Laurila: Pop-Boy Smith’s most unusual win and save

From SABR member David Laurila at FanGraphs on September 22, 2019, with mention of SABR members Jacob Pomrenke and David W. Smith:

Pop-boy Smith was credited with his only big-league win on September 21, [1916] when the Cleveland Indians edged the Washington Senators 3-2 in a game that went 13 innings. The home team won, with Al Gould, who pitched the final four innings in relief of Smith, getting the save.

How is this possible? According to two experts I queried — SABR’s Jacob Pomrenke and Retrosheet’s David W. Smith — the answer to that question is both simple and complicated. Moreover, the occurrence wasn’t all that uncommon at the time.

Per Pomrenke, the official scorer was likely using Henry Chadwick’s original, archaic logic for awarding wins, which is the pitcher that “pitched the most innings” or “did the bulk of the work” in the game.

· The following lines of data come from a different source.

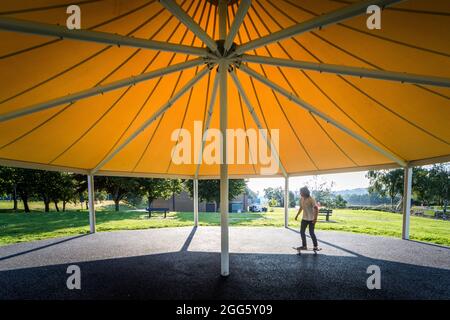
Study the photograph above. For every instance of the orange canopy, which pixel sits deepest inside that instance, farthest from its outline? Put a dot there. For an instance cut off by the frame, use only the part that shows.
(387, 122)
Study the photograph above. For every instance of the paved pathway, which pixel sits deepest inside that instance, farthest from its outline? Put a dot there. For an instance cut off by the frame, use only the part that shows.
(185, 263)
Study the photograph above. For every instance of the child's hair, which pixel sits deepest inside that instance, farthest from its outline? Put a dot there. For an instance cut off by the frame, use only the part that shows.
(305, 192)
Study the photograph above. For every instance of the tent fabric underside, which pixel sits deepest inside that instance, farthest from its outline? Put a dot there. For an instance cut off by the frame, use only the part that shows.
(409, 120)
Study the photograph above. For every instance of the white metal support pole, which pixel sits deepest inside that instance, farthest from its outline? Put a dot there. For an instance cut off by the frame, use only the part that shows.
(223, 69)
(407, 186)
(286, 202)
(91, 203)
(195, 202)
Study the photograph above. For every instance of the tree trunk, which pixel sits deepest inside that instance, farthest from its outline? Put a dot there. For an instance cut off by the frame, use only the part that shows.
(47, 205)
(15, 198)
(150, 201)
(25, 203)
(173, 201)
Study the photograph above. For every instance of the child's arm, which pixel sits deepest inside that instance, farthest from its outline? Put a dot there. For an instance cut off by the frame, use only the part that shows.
(298, 213)
(316, 213)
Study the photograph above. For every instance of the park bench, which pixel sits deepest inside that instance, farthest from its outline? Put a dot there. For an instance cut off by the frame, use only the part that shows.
(325, 212)
(150, 210)
(440, 215)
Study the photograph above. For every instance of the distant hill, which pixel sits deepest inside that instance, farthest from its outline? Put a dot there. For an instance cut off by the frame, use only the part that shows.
(357, 191)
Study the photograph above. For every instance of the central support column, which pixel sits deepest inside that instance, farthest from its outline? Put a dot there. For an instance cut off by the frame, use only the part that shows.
(286, 202)
(224, 171)
(406, 202)
(91, 203)
(196, 202)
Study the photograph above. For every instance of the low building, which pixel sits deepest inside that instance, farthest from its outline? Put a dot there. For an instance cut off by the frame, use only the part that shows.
(184, 202)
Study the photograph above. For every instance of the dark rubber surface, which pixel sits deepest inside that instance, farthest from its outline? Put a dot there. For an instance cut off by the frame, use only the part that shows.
(184, 263)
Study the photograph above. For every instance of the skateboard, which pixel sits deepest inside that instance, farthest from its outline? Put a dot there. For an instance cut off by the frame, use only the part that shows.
(299, 251)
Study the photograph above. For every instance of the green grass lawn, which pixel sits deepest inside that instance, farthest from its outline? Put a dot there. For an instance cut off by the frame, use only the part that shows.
(18, 227)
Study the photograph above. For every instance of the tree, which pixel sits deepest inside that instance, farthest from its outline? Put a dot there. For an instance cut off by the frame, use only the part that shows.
(8, 183)
(176, 186)
(276, 194)
(26, 187)
(155, 188)
(47, 186)
(117, 187)
(209, 190)
(386, 183)
(439, 176)
(293, 199)
(67, 190)
(339, 202)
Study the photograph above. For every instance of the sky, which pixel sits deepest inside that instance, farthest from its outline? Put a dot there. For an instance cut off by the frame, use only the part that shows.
(342, 181)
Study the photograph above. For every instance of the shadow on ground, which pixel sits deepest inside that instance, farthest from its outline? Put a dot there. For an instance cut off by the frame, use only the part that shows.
(195, 275)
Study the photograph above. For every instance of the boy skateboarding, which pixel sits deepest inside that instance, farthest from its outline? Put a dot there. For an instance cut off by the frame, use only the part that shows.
(310, 212)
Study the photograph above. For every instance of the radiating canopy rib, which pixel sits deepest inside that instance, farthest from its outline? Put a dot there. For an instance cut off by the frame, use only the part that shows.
(100, 89)
(315, 111)
(45, 29)
(352, 71)
(318, 22)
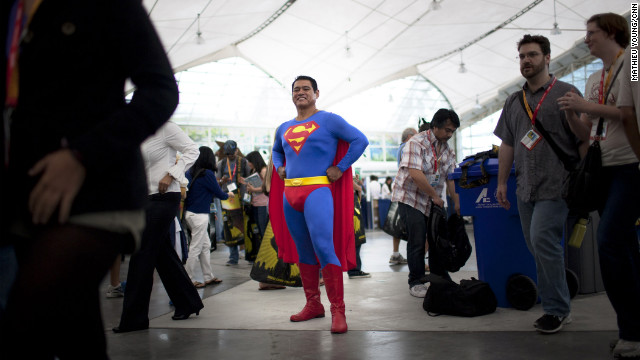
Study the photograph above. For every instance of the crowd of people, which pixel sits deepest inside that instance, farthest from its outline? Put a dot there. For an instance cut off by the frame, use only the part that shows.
(79, 198)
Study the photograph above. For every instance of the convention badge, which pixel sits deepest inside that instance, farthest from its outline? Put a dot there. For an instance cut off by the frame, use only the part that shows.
(594, 128)
(232, 187)
(434, 180)
(531, 139)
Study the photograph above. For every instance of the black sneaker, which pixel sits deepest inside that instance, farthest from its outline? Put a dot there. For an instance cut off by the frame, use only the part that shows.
(359, 275)
(550, 324)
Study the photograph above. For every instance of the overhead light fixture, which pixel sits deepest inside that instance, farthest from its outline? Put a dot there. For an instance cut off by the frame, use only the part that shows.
(477, 105)
(347, 47)
(556, 29)
(199, 38)
(462, 69)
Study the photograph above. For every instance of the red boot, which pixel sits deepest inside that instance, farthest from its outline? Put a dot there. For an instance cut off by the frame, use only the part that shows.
(332, 276)
(310, 278)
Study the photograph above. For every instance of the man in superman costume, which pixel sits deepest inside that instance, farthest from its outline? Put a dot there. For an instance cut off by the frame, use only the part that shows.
(313, 154)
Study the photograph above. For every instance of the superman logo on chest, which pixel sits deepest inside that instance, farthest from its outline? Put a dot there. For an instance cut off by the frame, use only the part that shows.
(297, 135)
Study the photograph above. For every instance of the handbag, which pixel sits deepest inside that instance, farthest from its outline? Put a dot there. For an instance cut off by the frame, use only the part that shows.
(584, 182)
(394, 225)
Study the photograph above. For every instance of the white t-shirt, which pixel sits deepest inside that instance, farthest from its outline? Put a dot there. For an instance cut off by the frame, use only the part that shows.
(615, 147)
(374, 190)
(159, 153)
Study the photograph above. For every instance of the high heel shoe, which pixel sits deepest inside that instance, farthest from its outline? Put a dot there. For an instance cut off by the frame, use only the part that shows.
(178, 316)
(120, 329)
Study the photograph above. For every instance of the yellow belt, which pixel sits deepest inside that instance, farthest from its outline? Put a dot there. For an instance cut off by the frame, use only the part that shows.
(315, 180)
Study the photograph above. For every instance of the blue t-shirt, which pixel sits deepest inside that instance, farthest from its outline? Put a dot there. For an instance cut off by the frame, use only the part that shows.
(309, 146)
(202, 191)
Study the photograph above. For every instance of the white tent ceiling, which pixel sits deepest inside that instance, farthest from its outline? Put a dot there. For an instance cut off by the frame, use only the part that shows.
(386, 39)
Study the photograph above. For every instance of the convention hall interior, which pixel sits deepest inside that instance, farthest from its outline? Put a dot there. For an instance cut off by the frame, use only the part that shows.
(382, 65)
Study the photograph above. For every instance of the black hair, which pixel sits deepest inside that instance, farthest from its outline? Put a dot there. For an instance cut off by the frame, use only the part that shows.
(314, 84)
(441, 116)
(423, 125)
(206, 161)
(256, 160)
(407, 134)
(545, 46)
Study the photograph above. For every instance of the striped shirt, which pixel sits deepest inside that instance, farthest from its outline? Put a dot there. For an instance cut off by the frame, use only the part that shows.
(418, 154)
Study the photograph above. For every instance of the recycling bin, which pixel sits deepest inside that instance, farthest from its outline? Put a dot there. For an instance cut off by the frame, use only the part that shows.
(501, 250)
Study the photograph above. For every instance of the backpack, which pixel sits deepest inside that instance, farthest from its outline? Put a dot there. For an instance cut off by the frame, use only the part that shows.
(469, 298)
(449, 238)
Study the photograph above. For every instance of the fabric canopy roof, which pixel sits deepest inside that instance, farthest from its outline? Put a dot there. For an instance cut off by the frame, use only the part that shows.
(350, 46)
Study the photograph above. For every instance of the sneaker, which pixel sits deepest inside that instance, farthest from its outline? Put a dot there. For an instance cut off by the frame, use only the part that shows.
(397, 260)
(359, 275)
(419, 290)
(114, 291)
(551, 324)
(627, 349)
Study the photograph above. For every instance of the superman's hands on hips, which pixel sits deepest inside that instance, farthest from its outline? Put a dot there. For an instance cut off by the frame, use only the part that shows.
(334, 173)
(282, 172)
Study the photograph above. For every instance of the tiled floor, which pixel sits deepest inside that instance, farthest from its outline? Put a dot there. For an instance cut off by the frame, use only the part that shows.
(240, 322)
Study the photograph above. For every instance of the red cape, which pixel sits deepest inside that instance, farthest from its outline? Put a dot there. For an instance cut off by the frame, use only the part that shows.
(343, 234)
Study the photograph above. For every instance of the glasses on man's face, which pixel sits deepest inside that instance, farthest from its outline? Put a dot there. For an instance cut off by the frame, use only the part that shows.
(590, 34)
(530, 55)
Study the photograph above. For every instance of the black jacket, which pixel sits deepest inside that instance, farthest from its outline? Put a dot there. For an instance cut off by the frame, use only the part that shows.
(74, 60)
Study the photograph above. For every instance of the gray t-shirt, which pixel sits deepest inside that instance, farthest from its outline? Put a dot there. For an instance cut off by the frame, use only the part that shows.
(540, 174)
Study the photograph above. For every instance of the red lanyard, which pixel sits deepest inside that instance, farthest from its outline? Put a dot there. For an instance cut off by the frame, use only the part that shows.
(235, 166)
(11, 99)
(534, 115)
(605, 85)
(435, 154)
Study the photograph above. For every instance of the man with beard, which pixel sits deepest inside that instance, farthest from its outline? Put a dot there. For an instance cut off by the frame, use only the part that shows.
(540, 173)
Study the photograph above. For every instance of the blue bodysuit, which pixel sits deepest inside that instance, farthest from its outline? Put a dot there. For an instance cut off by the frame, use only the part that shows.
(309, 148)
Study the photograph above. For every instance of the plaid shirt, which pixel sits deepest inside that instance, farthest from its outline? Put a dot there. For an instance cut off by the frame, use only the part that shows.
(419, 154)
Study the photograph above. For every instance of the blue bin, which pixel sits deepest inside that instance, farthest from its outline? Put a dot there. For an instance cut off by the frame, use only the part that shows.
(501, 250)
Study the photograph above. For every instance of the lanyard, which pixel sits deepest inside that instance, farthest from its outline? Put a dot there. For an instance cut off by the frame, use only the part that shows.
(436, 159)
(235, 166)
(534, 115)
(13, 39)
(605, 85)
(12, 85)
(11, 99)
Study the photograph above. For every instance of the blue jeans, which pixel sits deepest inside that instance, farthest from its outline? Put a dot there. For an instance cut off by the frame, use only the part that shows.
(219, 225)
(261, 217)
(618, 246)
(543, 225)
(234, 255)
(416, 223)
(358, 267)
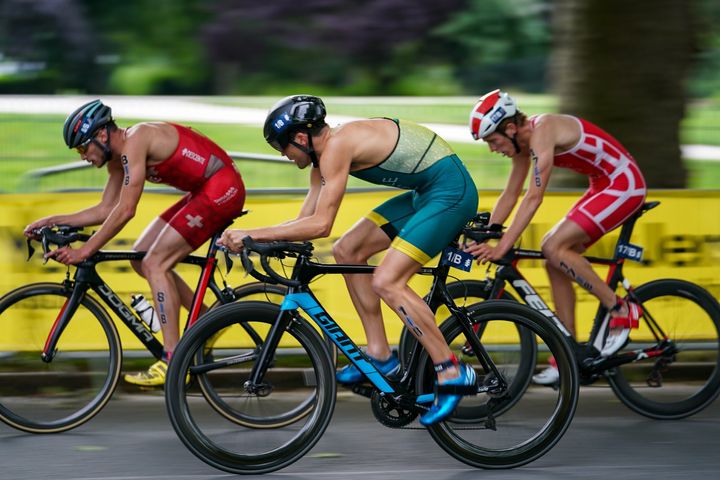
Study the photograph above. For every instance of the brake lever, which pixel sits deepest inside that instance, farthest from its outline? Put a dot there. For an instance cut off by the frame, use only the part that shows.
(228, 260)
(46, 249)
(31, 249)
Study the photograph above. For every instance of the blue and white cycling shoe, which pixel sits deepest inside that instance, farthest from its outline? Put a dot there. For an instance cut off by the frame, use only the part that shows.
(449, 394)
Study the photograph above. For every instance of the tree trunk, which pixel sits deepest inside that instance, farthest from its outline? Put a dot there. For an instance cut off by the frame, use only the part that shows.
(622, 65)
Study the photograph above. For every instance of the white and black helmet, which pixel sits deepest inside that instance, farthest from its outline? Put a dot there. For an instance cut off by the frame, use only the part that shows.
(489, 111)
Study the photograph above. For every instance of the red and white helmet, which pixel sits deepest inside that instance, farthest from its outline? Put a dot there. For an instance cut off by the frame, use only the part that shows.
(489, 111)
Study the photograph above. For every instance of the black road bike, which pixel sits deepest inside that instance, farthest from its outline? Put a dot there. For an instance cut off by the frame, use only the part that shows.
(670, 367)
(60, 352)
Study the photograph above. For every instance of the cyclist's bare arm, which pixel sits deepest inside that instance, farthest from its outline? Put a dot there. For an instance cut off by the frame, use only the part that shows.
(132, 169)
(330, 181)
(509, 197)
(542, 153)
(94, 215)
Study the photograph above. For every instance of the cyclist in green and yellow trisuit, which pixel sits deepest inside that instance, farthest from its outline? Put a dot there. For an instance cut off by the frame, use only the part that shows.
(413, 227)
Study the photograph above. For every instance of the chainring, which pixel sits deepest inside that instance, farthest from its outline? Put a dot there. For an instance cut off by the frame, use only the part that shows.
(388, 413)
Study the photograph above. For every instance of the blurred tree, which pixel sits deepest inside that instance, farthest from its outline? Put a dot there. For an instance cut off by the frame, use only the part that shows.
(499, 44)
(53, 45)
(154, 49)
(624, 66)
(320, 41)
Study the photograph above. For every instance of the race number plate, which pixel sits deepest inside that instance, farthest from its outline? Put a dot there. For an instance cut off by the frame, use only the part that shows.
(630, 251)
(457, 259)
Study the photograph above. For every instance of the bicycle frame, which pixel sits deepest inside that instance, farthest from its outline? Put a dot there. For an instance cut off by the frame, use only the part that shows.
(302, 298)
(87, 278)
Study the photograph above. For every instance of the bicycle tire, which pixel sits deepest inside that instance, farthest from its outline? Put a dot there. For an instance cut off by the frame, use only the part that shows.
(536, 423)
(273, 294)
(690, 315)
(231, 447)
(40, 397)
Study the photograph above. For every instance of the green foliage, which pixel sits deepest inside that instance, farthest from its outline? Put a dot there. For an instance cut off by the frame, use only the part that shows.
(29, 142)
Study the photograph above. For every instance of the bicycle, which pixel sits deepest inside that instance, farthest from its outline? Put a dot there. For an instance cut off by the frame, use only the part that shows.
(68, 339)
(293, 366)
(669, 368)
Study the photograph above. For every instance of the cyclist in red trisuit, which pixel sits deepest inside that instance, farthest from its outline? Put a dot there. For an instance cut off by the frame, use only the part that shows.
(617, 190)
(159, 152)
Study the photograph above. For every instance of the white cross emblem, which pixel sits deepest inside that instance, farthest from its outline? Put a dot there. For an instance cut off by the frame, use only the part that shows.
(195, 221)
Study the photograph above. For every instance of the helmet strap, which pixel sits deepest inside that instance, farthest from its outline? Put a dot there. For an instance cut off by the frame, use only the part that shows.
(513, 139)
(107, 153)
(309, 150)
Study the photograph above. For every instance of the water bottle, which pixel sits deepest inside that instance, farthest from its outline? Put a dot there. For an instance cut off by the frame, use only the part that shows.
(146, 312)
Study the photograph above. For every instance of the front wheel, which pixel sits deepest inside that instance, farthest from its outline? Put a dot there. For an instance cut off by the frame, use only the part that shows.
(56, 396)
(294, 400)
(536, 421)
(683, 320)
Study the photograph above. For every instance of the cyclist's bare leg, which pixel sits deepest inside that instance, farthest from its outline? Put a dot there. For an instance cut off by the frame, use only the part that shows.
(563, 293)
(561, 247)
(358, 244)
(391, 284)
(167, 250)
(143, 244)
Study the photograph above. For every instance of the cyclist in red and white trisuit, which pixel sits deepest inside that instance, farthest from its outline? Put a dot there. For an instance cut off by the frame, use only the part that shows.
(162, 153)
(617, 190)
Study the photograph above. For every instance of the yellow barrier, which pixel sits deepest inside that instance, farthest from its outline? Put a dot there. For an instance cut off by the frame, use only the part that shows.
(681, 239)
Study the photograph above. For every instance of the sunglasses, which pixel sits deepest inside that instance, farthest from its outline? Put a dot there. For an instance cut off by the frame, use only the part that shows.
(83, 147)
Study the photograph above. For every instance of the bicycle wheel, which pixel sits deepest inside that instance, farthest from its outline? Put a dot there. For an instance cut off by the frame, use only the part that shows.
(538, 418)
(673, 385)
(295, 404)
(254, 291)
(40, 397)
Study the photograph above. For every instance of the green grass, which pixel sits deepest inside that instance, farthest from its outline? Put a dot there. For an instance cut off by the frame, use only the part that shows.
(29, 142)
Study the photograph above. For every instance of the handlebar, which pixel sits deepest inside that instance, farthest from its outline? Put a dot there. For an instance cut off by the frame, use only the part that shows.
(276, 250)
(60, 235)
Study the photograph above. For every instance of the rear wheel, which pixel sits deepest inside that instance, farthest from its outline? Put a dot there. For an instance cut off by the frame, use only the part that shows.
(59, 395)
(538, 418)
(282, 418)
(686, 379)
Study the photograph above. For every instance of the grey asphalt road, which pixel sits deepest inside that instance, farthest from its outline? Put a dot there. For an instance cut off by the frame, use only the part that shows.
(131, 439)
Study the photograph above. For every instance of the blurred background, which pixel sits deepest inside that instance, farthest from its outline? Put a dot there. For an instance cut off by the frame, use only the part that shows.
(647, 71)
(644, 70)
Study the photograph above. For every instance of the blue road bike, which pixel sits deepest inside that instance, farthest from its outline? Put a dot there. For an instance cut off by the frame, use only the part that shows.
(286, 383)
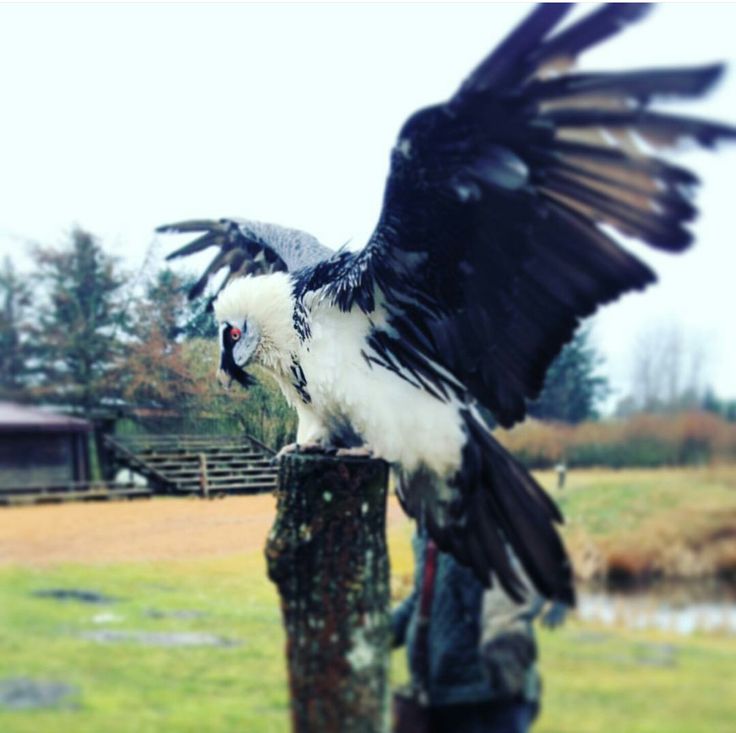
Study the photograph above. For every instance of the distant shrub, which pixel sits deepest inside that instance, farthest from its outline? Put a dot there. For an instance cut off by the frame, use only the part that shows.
(647, 441)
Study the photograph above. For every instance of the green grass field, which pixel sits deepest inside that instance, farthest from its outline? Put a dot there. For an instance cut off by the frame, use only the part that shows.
(595, 679)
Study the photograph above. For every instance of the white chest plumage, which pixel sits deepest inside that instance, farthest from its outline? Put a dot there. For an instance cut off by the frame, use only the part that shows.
(399, 422)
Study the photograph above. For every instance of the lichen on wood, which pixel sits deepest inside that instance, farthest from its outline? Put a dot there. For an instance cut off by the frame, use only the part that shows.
(327, 555)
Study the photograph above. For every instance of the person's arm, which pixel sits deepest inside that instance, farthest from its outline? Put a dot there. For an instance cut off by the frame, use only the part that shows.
(400, 617)
(507, 641)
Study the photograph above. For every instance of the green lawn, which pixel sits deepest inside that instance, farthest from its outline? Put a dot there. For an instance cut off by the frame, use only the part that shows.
(594, 679)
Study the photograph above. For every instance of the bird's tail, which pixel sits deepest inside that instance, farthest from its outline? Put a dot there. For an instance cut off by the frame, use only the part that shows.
(497, 507)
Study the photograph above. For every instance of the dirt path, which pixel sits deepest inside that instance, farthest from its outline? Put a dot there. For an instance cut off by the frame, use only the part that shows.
(134, 531)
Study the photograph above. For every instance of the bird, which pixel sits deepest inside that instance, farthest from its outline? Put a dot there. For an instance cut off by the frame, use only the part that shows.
(499, 233)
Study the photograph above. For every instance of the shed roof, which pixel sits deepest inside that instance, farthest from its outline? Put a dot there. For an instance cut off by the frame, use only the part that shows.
(14, 417)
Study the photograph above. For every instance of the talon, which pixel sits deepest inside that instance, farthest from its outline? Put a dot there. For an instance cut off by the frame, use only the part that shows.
(361, 451)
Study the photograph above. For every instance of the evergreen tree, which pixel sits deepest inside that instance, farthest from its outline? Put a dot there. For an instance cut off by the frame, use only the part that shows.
(572, 389)
(156, 372)
(15, 297)
(78, 336)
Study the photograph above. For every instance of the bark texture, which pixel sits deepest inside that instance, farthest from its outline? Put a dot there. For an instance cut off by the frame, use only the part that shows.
(327, 555)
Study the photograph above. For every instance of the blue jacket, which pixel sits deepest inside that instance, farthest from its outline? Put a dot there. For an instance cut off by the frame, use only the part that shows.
(464, 615)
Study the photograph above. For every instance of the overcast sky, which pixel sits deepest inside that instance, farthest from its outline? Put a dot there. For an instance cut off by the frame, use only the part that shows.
(118, 118)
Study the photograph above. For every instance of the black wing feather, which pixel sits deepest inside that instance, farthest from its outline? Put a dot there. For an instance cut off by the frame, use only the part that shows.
(489, 250)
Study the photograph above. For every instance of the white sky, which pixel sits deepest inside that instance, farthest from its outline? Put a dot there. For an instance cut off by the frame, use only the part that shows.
(122, 117)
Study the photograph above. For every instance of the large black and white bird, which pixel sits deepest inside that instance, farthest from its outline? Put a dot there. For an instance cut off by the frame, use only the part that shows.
(494, 241)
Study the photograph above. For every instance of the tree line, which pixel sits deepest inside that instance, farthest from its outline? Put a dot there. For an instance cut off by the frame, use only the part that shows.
(82, 332)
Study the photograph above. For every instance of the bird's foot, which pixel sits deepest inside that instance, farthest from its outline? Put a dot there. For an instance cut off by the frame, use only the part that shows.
(310, 448)
(359, 451)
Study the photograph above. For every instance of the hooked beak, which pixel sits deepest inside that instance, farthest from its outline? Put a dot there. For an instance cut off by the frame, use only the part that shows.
(229, 371)
(224, 378)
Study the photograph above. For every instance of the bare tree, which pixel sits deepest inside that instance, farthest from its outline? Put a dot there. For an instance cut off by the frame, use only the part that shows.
(668, 368)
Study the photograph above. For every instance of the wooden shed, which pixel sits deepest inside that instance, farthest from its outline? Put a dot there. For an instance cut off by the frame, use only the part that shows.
(41, 448)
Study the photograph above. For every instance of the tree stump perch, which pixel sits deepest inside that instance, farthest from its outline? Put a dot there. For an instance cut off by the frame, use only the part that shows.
(327, 555)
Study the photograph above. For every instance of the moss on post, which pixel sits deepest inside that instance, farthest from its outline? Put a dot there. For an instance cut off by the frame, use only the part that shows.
(327, 555)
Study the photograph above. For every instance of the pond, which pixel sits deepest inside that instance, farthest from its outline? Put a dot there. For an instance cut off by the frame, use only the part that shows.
(680, 607)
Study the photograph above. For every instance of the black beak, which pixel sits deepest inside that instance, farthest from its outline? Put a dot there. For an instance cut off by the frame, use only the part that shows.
(232, 372)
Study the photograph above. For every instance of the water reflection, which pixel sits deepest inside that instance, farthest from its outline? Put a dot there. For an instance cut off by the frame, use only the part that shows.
(682, 608)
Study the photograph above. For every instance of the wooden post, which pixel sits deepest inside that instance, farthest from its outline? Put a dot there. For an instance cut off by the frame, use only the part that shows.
(203, 479)
(327, 555)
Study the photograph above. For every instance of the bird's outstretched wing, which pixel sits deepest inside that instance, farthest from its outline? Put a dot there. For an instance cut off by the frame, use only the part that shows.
(490, 247)
(246, 248)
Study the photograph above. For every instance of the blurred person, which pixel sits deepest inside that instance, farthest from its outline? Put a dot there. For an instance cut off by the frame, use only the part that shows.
(471, 651)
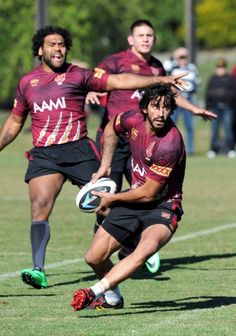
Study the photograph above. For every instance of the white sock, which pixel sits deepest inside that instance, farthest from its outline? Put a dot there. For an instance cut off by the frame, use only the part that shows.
(113, 296)
(100, 287)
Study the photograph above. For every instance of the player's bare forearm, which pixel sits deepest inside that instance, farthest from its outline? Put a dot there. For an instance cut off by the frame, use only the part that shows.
(196, 110)
(110, 141)
(10, 129)
(131, 81)
(145, 193)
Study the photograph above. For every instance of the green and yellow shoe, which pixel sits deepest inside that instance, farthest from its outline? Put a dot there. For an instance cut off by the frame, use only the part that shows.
(153, 263)
(34, 278)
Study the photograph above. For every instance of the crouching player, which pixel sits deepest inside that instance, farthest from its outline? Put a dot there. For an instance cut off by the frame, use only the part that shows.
(152, 206)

Also per Pomrenke, “Before official scoring became truly official around 1920, there was often no rhyme or reason to how wins and losses were awarded. American League president Ban Johnson had a bad habit of overruling the local official scorers, who could only ‘recommend’ scoring decisions to the league office, which had final approval. Johnson was extremely inconsistent in when and how he overruled the AL’s official scorers.”

The modern rule for pitching wins, which includes the starters’ needing to go at least five innings, was formalized in 1950.